Em testes de laboratório, os cientistas processaram apenas 20 placas-mãe antigas e obtiveram uma pepita de ouro de 22 quilates pesando 450 miligramas. Pode parecer pouco, mas a um custo estimado de 1 dólar, o retorno financeiro do ouro recuperado chega a 50 dólares.
Essa equação comprova a viabilidade econômica do método. Considerando que uma única tonelada de lixo eletrônico pode conter até 400 gramas de ouro, a adoção em larga escala dessa tecnologia tem o potencial de redefinir os conceitos de mineração e reciclagem.

Por que não devemos tentar extrair esse ouro em casa?

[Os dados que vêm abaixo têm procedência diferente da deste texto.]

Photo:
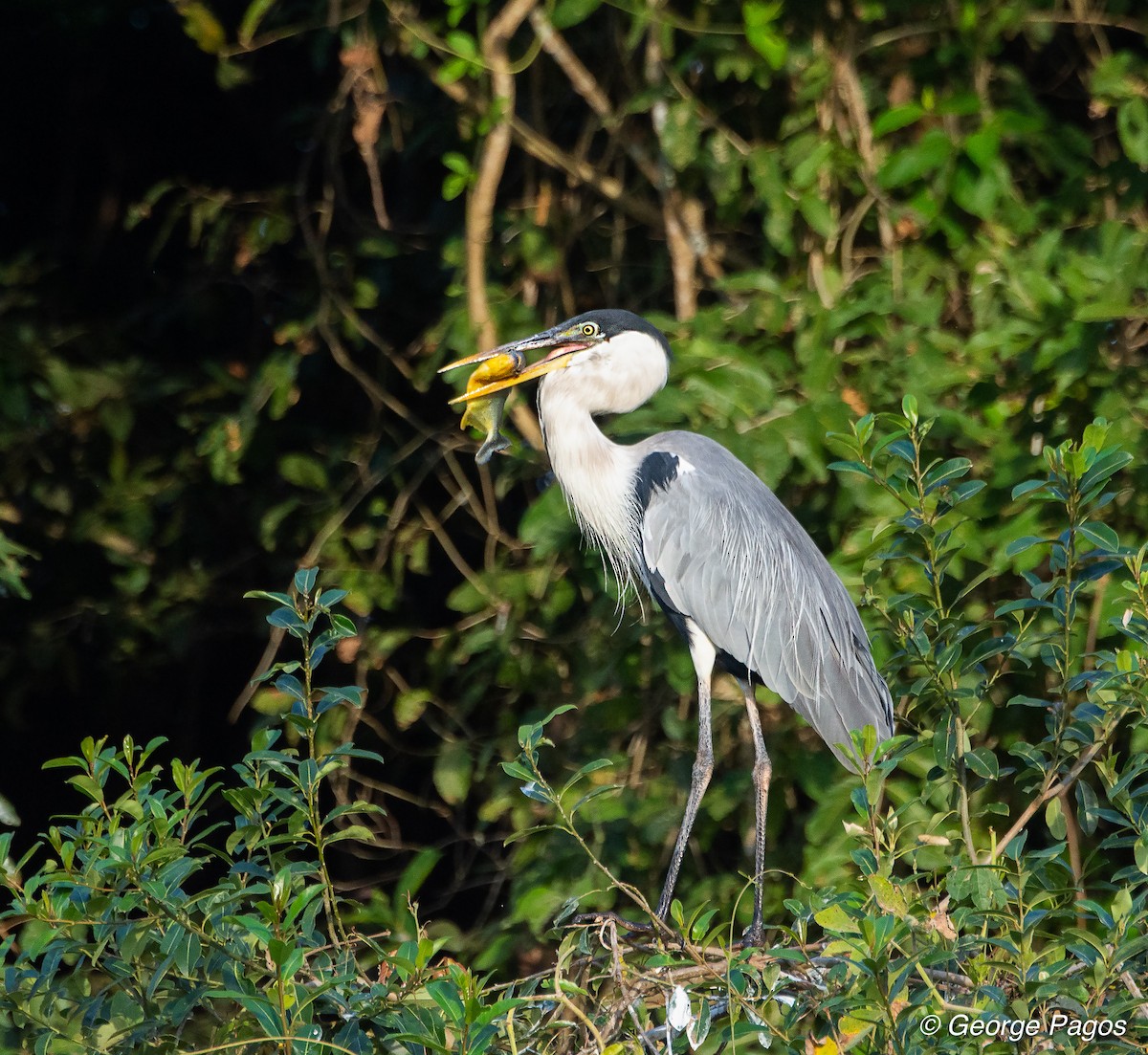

A extração caseira é um risco real. Os métodos tradicionais utilizam substâncias como mercúrio e cianeto, altamente tóxicas para a saúde e para o meio ambiente. Além disso, a queima de componentes eletrônicos libera gases cancerígenos.
A alternativa mais segura e inteligente é procurar pontos de coleta de lixo eletrônico certificados, que encaminham os aparelhos para empresas de reciclagem homologadas. Muitas delas, inclusive, pagam por equipamentos antigos, transformando um problema ambiental em uma oportunidade de renda extra e economia circular.